Most technologists have little truck with words like “soul”, let alone with the notion of something that can’t be computed. Yet in a recent essay for Aeon magazine, looking at the history and the future of human enhancement, the author Steven Poole argued that an “undercurrent of misanthropy” paradoxically lurks within many dreams of improving humanity through technology, “hinting – or even hoping – that one day we could be replaced by our own machines.”
Wanting to be better, and to know ourselves and our world better, is one thing. But, if we begin to gain a sufficient understanding of ourselves and our future, do we also become obliged to try to alter it – and us? And if so, what model will tell us precisely what “better” looks like?
Philip K Dick posed an extreme example of this thinking in his 1956 story The Minority Report (later reworked as a Tom Cruise film), where a special police unit arrests murderers before they commit their crimes. This kind of predictive analysis will likely remain in the realms of science fiction, but the exponential growth of technology and data presents us with ever a practical version of Dick’s central question: given a certain level of information about our futures, how far and how fast are we obliged to intervene? Or, if we happen to be conducting a presidential campaign, how decisively can we remould this future on everyone else’s behalf?

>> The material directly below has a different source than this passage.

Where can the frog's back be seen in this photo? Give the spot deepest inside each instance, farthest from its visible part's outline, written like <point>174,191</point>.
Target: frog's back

In its way, Asimov’s short story about voting is every bit as dystopian as Dick’s. It concludes on a rousing note of patriotism from its protagonist, Norman Muller – his country’s one and only voter. “In this imperfect world, the sovereign citizens of the first and greatest Electronic Democracy had... through him!... exercised once again its free, untrammelled franchise.”
Electronic Democracy is, in this case, an oxymoron: the point at which modelling has entirely supplanted the reality it purports to represent. A society like this remains pure science fiction. From a certain angle, though, the gleeful advance of predictive and persuasive science can seem like a sincere effort to build it.